Although stochastic gradient descent operates well on its own to adjust parameters and minimize cost in many types of machine learning models, for deep learning models in particular there is an extra hurdle: We need to be able to efficiently adjust parameters through multiple layers of artificial neurons. To do this, stochastic gradient descent is partnered up with a technique called backpropagation.
Backpropagation—or backprop for short—is an elegant application of the “chain rule” from calculus.16 As shown along the bottom of Figure 8.6 and as suggested by its very name, backpropagation courses through a neural network in the opposite direction of forward propagation. Whereas forward propagation carries information about the input x through successive layers of neurons to approximate y with ŷ, backpropagation carries information about the cost C backwards through the layers in reverse order and, with the overarching aim of reducing cost, adjusts neuron parameters throughout the network.
Although the nitty-gritty of backpropagation has been relegated to Appendix B, it’s worth understanding (in broad strokes) what the backpropagation algorithm does: Any given neural network model is randomly initialized with parameter (w and b) values (such initialization is detailed in Chapter 9). Thus, prior to any training, when the first x value is fed in, the network outputs a random guess at ŷ. This is unlikely to be a good guess, and the cost associated with this random guess will probably be high. At this point, we need to update the weights in order to minimize the cost—the very essence of machine learning. To do this within a neural network, we use backpropagation to calculate the gradient of the cost function with respect to each weight in the network.
Recall from our mountaineering analogies earlier that the cost function represents a hiking trail, and our trilobite is trying to reach basecamp. At each step along the way, the trilobite finds the gradient (or the slope) of the cost function and moves down that gradient. That movement corresponds to a weight update: By adjusting the weight in proportion to the cost function’s gradient with respect to that weight, backprop adjusts that weight in a direction that reduces the cost.

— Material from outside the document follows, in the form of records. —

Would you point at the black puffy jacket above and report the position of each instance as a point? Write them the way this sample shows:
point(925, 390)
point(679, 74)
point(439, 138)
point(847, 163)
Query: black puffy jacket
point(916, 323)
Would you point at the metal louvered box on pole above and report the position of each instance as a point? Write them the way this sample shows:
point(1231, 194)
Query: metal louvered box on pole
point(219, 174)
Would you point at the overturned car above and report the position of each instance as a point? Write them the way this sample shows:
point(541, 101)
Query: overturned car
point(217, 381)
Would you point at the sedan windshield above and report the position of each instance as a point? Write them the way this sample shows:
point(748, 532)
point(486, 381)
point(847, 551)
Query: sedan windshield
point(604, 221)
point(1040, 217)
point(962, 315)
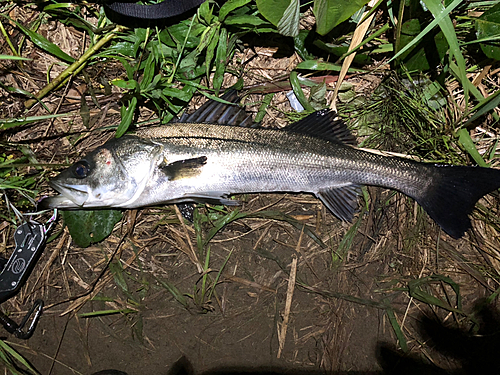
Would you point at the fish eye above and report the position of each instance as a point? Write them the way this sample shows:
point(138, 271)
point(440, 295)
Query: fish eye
point(81, 169)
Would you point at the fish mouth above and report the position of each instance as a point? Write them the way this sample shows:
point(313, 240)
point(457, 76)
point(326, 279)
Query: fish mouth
point(71, 196)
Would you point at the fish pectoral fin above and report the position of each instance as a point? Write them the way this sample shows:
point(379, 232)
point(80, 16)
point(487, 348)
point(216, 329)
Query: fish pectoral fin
point(183, 168)
point(213, 197)
point(342, 201)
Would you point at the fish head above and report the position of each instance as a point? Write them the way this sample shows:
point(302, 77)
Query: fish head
point(113, 175)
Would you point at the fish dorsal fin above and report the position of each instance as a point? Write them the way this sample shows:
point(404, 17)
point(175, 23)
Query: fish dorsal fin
point(214, 112)
point(323, 124)
point(342, 201)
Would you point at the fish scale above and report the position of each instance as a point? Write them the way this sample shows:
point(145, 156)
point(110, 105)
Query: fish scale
point(197, 162)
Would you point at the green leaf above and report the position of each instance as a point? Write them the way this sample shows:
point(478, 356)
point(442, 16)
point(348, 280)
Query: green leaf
point(428, 53)
point(229, 6)
point(209, 56)
point(11, 356)
point(87, 227)
point(127, 117)
point(488, 26)
point(10, 57)
point(330, 13)
point(288, 25)
point(272, 10)
point(446, 25)
point(297, 89)
point(485, 106)
point(466, 141)
point(44, 44)
point(397, 330)
point(128, 85)
point(321, 65)
point(245, 19)
point(220, 60)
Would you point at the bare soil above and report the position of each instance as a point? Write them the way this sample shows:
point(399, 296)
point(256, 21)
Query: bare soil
point(342, 303)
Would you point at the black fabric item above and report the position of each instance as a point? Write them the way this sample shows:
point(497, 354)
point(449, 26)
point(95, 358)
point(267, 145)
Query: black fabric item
point(166, 9)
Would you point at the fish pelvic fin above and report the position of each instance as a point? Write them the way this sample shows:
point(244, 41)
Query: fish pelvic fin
point(454, 192)
point(341, 201)
point(325, 125)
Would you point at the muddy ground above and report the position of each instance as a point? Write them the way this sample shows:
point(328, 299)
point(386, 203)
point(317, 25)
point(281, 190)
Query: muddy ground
point(349, 297)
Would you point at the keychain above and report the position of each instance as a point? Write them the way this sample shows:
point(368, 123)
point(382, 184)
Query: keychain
point(30, 240)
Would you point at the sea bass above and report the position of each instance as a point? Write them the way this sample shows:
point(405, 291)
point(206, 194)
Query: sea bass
point(207, 162)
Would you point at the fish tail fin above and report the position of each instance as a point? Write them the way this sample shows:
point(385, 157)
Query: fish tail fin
point(453, 193)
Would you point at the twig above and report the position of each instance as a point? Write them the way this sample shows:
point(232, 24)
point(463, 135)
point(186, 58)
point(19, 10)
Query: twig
point(74, 68)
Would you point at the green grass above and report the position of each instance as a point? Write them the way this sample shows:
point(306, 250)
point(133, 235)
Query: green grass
point(164, 68)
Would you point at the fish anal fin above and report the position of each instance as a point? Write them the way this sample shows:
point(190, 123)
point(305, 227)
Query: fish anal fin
point(324, 124)
point(213, 197)
point(183, 168)
point(341, 201)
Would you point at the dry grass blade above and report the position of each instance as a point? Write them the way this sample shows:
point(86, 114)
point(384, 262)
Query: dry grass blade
point(357, 38)
point(289, 297)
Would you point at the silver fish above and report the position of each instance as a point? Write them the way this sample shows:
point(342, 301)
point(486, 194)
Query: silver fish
point(199, 162)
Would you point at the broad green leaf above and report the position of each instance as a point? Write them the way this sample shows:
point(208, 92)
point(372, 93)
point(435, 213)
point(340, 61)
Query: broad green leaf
point(488, 26)
point(87, 227)
point(44, 44)
point(272, 10)
point(321, 65)
point(246, 19)
point(148, 67)
point(289, 23)
point(10, 57)
point(330, 13)
point(229, 6)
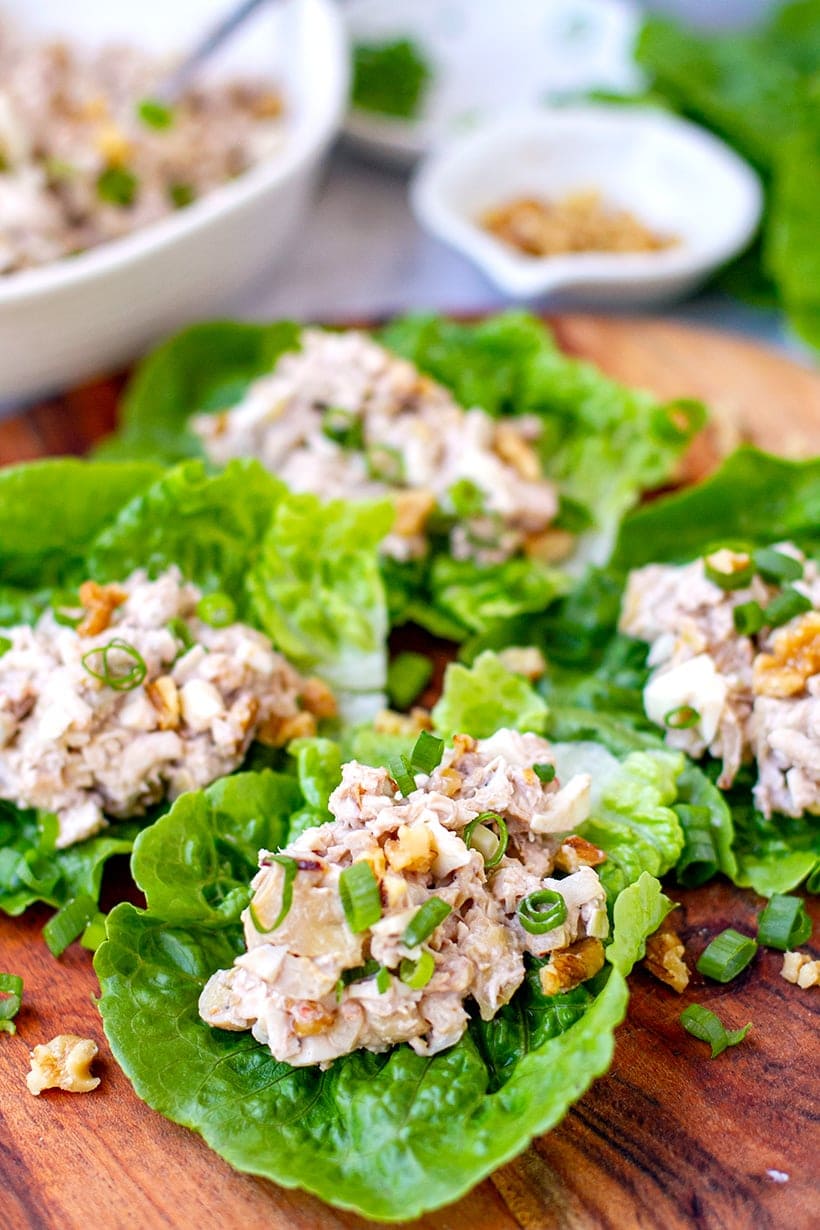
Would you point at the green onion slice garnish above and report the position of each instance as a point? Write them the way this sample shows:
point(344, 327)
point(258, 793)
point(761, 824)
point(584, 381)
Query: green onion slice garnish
point(69, 923)
point(289, 867)
point(111, 673)
point(541, 912)
point(698, 859)
point(11, 985)
point(400, 770)
point(407, 675)
point(784, 923)
point(155, 113)
point(343, 427)
point(424, 921)
point(702, 1023)
point(681, 718)
point(216, 609)
point(360, 896)
point(480, 835)
point(117, 186)
point(737, 577)
point(776, 566)
point(427, 753)
point(727, 956)
point(385, 464)
point(417, 973)
point(748, 618)
point(784, 607)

Reflecting back on the “most important equation” from Figure 6.7 (w · x + b), and remembering that neural networks are stacked with information forward propagating through their layers, we can grasp that any given weight in the network contributes to the final ŷ output, and thus the cost C. Using backpropagation, we move layer-by-layer backwards through the network, starting at the cost in the output layer, and we find the gradients of every single parameter. A given parameter’s gradient can then be used to adjust the parameter up or down (by an increment corresponding to the learning rate η)—whichever of the two directions is associated with a reduction in cost.
We appreciate that this is not the lightest section of this book. If there’s only one thing you take away, let it be this: Backpropagation uses cost to calculate the relative contribution by every single parameter to the total cost, and then it updates each parameter accordingly. In this way, the network iteratively reduces cost and, well . . . learns!